Best Practices for Creating EDI Opportunities Within Classroom and Campus Pedagogy

Carrie J. Cole, Robert Gretta, Ethan Hollinger, Rachel Desoto Jackson, Brian Jones, Michael Schwartz

This project will examine best practices for integrating guest artists/speakers with an EDI focus into both classroom curriculum and the university community. Our teaching circle strives to implement continued strategies to meet and surpass our departmental diversity goals in the classroom through curriculum, alumni involvement, and guest speakers. We are creating opportunities for queer artists within our departmental curriculum while expanding accessibility to the campus community. This project will invite department alumni and drag artist, Kyah Hawk, to our campus in Spring 2019 for classroom visits, a potential Six O'Clock Series workshop, or another university wide forum and/or performance.

Resources for Fostering Diversity and Inclusion in Any Classroom

Anne Kondo, Veronica Paz, Nancy Pipkin Hutchinson, Jon Lewis, Ben Rafoth, Jennifer Perillo, Mary Stewart, Melanie Duncan, David Chambers, Rachel Jackson

The objectives of the Teaching Circle “Fostering Diversity and Inclusion in Any Classroom” are to help faculty learn to address diversity and inclusion in classrooms where such topics are not traditionally “content.” We will also discuss ways to incorporate inclusive language into our syllabi. We requested funds to purchase 10 copies of the book Courageous Conversations about Race, by Glenn E. Singleton, to serve as a starting point for our conversations. We will share the results of our discussions with the wider IUP campus community.
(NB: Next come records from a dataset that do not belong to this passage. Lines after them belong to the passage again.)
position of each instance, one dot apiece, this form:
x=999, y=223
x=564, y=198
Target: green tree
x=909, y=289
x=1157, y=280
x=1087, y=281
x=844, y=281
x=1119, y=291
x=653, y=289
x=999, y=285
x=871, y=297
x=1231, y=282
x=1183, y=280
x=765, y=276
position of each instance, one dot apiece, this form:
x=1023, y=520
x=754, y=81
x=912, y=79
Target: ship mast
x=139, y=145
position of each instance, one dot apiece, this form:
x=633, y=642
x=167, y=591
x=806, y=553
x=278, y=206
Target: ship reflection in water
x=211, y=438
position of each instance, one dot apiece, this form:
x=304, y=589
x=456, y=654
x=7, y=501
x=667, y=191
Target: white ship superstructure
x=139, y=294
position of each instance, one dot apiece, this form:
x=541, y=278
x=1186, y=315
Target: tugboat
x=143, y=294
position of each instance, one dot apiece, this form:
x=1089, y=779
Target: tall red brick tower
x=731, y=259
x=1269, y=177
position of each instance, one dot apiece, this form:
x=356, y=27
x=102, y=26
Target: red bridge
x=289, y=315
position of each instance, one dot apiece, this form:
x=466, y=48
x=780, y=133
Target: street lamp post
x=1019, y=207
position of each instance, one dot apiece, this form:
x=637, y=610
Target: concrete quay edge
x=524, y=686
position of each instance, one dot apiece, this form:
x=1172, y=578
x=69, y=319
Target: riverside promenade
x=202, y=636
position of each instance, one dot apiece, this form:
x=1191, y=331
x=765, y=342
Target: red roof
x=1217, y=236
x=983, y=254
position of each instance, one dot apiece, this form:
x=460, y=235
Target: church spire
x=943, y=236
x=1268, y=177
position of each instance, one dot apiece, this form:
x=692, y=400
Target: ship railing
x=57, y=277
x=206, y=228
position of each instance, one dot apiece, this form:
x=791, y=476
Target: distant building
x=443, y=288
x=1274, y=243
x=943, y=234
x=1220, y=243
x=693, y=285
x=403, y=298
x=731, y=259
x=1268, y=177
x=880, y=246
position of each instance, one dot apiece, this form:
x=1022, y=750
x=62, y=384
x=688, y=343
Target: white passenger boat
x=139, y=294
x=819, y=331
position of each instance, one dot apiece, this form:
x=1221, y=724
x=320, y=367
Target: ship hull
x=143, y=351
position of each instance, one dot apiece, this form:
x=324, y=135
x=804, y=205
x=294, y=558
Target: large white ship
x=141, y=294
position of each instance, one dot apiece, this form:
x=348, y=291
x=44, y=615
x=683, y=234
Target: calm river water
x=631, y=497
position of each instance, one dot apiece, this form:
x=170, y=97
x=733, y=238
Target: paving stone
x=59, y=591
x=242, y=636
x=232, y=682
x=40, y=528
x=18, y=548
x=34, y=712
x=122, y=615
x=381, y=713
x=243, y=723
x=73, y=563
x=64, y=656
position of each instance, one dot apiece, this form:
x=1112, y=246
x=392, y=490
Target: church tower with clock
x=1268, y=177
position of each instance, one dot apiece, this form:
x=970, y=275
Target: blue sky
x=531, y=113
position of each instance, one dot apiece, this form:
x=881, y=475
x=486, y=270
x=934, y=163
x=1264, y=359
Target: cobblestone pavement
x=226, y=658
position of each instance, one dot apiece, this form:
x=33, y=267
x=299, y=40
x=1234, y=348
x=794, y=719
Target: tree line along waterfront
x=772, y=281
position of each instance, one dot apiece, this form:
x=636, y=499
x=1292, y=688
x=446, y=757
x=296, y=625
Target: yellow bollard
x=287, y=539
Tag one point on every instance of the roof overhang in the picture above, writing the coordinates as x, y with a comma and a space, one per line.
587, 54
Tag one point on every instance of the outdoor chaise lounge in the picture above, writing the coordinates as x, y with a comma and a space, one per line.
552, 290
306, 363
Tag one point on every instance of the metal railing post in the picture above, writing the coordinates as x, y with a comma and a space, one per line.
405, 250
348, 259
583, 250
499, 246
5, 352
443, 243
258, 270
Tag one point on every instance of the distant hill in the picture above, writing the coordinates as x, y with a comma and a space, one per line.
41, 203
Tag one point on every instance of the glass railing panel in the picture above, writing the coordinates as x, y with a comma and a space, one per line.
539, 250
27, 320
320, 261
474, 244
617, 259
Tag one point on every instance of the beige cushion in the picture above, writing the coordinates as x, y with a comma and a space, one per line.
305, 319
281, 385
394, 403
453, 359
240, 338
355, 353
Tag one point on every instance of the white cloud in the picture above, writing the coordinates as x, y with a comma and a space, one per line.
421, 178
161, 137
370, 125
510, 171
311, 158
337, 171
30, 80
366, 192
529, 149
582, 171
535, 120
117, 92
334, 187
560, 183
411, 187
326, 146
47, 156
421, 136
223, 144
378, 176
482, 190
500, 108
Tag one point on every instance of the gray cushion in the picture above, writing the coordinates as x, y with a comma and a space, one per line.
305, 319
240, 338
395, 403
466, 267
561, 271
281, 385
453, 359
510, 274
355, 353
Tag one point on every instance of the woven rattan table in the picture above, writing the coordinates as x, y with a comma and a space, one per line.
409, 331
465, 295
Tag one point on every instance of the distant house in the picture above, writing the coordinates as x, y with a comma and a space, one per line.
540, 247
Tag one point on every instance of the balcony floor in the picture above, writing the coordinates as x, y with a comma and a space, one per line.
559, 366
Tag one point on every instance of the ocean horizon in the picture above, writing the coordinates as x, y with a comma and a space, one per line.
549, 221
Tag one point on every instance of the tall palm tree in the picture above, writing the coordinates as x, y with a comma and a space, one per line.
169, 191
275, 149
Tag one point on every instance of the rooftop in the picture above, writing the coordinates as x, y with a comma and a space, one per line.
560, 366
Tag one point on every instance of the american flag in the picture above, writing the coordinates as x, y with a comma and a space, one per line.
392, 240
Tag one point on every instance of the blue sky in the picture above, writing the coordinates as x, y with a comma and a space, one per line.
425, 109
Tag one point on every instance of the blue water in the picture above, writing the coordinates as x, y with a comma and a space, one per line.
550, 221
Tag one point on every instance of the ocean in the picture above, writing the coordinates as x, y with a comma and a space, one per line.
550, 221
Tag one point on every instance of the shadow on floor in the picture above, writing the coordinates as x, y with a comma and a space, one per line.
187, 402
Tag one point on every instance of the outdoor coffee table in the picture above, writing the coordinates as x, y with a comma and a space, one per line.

Improving Simulation-Based Learning at IUP through Expert Feedback

Pao Ying Hsiao, Johanna Boothby, Lori Lombard, Erin Clark, Rachel DeSoto-Jackson, Nicole Clark

Since fall 2017, the disciplines of nursing, food and nutrition, speech-language pathology, and theater have completed at least one interdisciplinary simulation experience per semester utilizing a traditional simulation approach. Recently, our cross-disciplinary teaching circle has been exploring the use of Forum Theatre as a theoretical framework for our interprofessional simulation. In an effort to effectively apply this framework to our existing interprofessional simulations, we are seeking expert feedback from the simulation certified faculty from Robert Morris University (RMU). Obtaining feedback from these certified professionals will enhance our teach circle goals of developing and integrating simulation to increase student learning.